困難に寄り添うことの大切さを実感 全日本民医連評議員会での加地尋美さん(道民医連副会長・札幌病院総師長)の発言「原発被害に苦しむ被災者・避難住民への健康相談会のとりくみ」が注目されました。以下に紹介します。
98世帯の相談に応じ 東日本大震災と福島第一原発の事故から1年半が経とうとしています。今なお多くの人々が避難生活を続け、北海道にも3000人
を越える人たちが避難しており、生活や健康面での不安を抱えながら暮らしています。特に放射能被害から逃れて避難してきている人たちの不安は大きく、「福島では放射線の影響を訴えても不安を受け止めてくれる医療機関がなかった」という声が多数聞かれました。
北海道民医連では、震災避難者の会「みちのく会」と市民支援ネットワーク「むすびば」の三者で話しあい、健康相談会を開催することを決めました。3月に行われた関係者会議では、「放射能のことについて,質問されても答えられない」「何を聞かれるか事前には分からなければ対応のしようがない」という不安の声が出されました。
そこで健康相談会の目的を(1)避難者の健康不安を直接聞き、その不安を理解し、寄り添っていく(2)「私たちに何ができるか」を具体的に検討していくスタートとする(3)必要な医療機関につないでいく、の3点にしました。
札幌では、現在までに避難してきている人たちを対象にした健康相談会を4回開催、春休み・夏休みの長期保養に来た方を対象に5回開催し、延べ98世帯が参加しています。受診を希望する家族には、札幌病院とこども診療所で対応しました。また、居住地の近くの民医連の病院を紹介しました。

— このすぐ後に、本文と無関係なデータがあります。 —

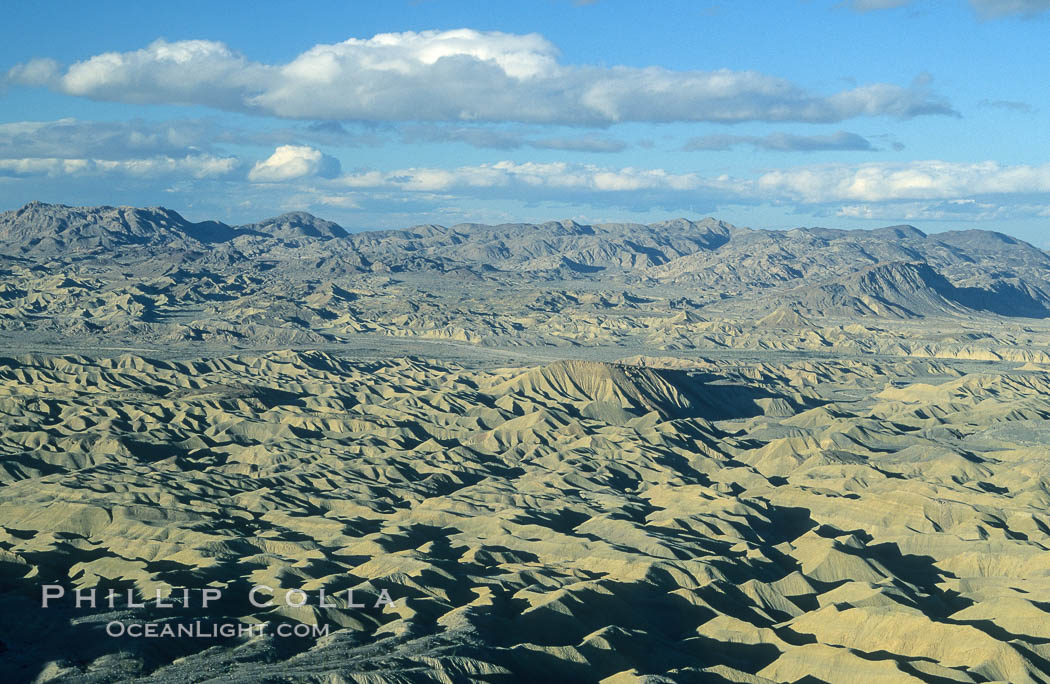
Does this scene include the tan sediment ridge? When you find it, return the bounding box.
[0,203,1050,684]
[0,352,1050,682]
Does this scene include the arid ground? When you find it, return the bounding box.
[0,203,1050,683]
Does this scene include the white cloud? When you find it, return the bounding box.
[684,130,875,152]
[848,0,1050,19]
[7,29,953,125]
[756,161,1050,203]
[248,145,339,183]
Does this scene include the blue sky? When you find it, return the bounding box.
[0,0,1050,247]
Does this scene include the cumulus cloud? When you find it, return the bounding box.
[310,161,1050,221]
[401,125,628,152]
[248,145,340,183]
[684,130,875,152]
[7,29,953,126]
[755,161,1050,203]
[848,0,1050,19]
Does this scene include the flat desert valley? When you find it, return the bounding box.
[0,203,1050,684]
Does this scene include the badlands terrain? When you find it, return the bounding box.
[0,203,1050,683]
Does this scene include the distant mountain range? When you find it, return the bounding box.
[0,202,1050,345]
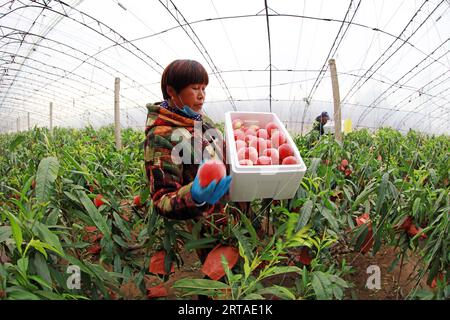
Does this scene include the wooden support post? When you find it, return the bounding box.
[114,78,122,150]
[50,102,53,131]
[328,59,342,142]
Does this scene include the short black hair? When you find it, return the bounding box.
[161,59,209,100]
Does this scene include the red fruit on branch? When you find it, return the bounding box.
[148,250,175,275]
[295,247,312,266]
[198,160,227,188]
[399,216,413,231]
[202,244,239,281]
[406,224,428,239]
[84,226,97,232]
[87,244,102,254]
[133,195,142,207]
[430,273,444,289]
[356,213,374,253]
[94,194,105,208]
[147,283,168,298]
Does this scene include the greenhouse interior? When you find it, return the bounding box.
[0,0,450,301]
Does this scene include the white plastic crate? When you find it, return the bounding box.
[225,112,306,202]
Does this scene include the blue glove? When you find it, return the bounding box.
[181,105,199,117]
[191,175,231,205]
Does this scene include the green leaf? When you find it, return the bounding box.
[261,266,302,279]
[17,257,28,276]
[294,200,314,233]
[0,226,12,242]
[33,253,52,283]
[172,279,229,290]
[240,214,258,245]
[36,157,59,203]
[352,182,376,211]
[256,285,295,300]
[76,190,111,241]
[34,290,65,300]
[242,293,265,300]
[5,211,23,254]
[113,212,131,239]
[375,173,389,214]
[311,273,328,300]
[112,234,129,248]
[8,135,26,152]
[233,228,254,260]
[33,222,64,256]
[28,275,52,290]
[184,238,217,250]
[320,207,339,232]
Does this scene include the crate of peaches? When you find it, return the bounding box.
[225,112,306,202]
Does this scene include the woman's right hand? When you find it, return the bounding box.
[191,173,231,205]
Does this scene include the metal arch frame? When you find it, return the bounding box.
[301,0,361,132]
[358,38,450,126]
[381,72,450,124]
[342,0,443,108]
[390,78,450,129]
[0,26,161,95]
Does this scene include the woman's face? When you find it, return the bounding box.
[173,83,206,113]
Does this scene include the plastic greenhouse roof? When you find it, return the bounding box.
[0,0,450,134]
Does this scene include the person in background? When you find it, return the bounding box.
[313,111,330,135]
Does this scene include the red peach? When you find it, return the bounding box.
[263,148,280,164]
[198,160,227,188]
[266,122,279,137]
[245,128,256,137]
[233,119,244,129]
[256,129,269,140]
[234,129,245,140]
[239,159,253,166]
[248,138,267,154]
[278,143,294,161]
[236,140,246,151]
[238,147,258,163]
[270,131,286,148]
[256,156,272,166]
[281,156,298,165]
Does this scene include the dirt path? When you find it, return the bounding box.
[338,247,428,300]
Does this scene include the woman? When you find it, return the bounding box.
[144,60,239,262]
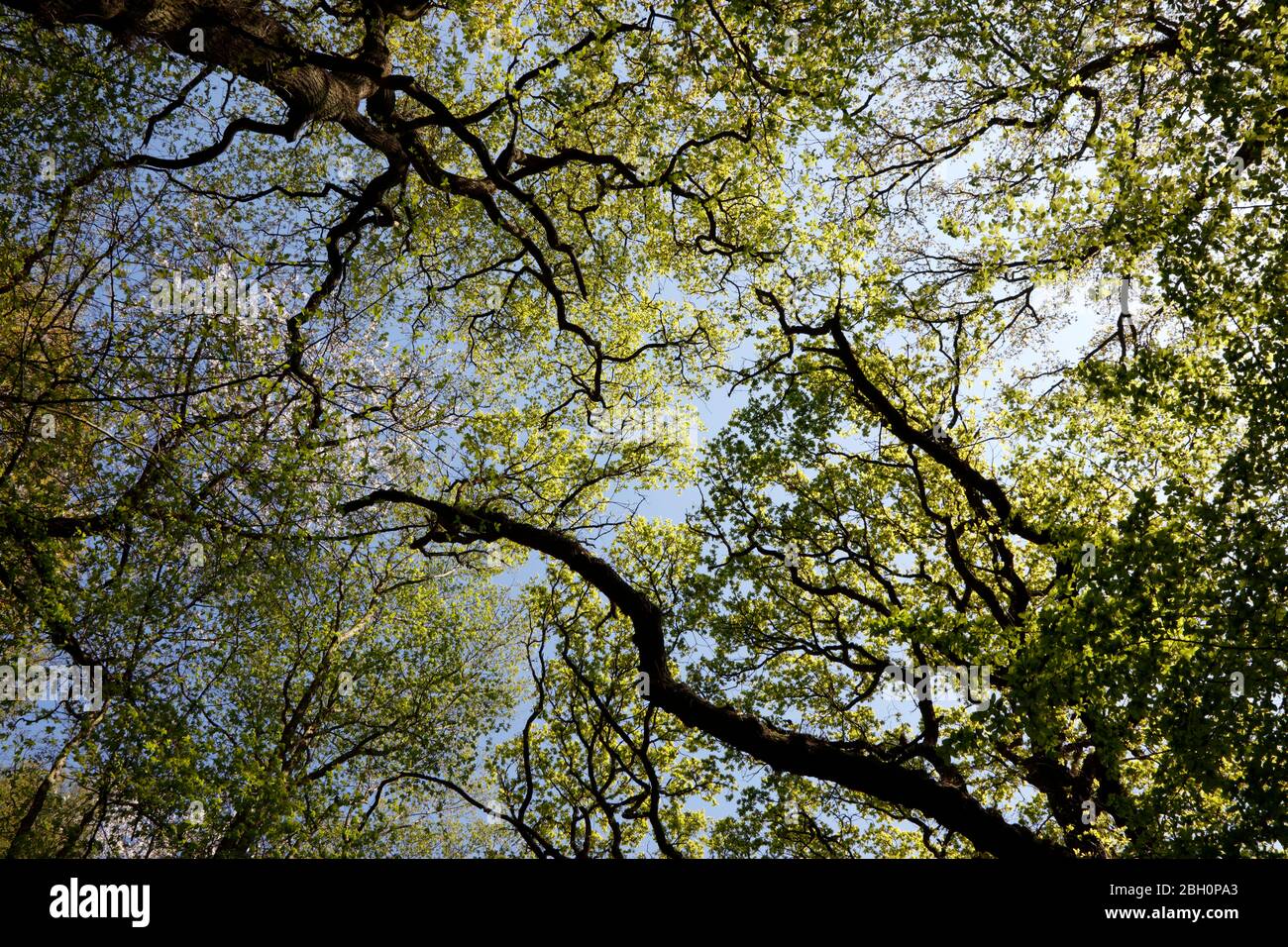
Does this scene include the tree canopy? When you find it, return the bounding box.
[0,0,1288,857]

深刻な被害の広がり 宮城、栃木、茨城、千葉、埼玉、神奈川など地域は多岐に渡り、放射線の被害状況の広がりと深刻さを実感しました。
健康状態としては子どもたちの鼻血の訴えが多く、また目の下のくまや口内炎、脱毛などの症状が多くありました。「原発が爆発し
た日、何も知らず長時間子どもの手を引いて給水車に並んでいた。甲状腺が一番影響を受けると聞いたが、どれくらい被曝しているのか知りたい」と子どもの被曝を心配する声が切実でした。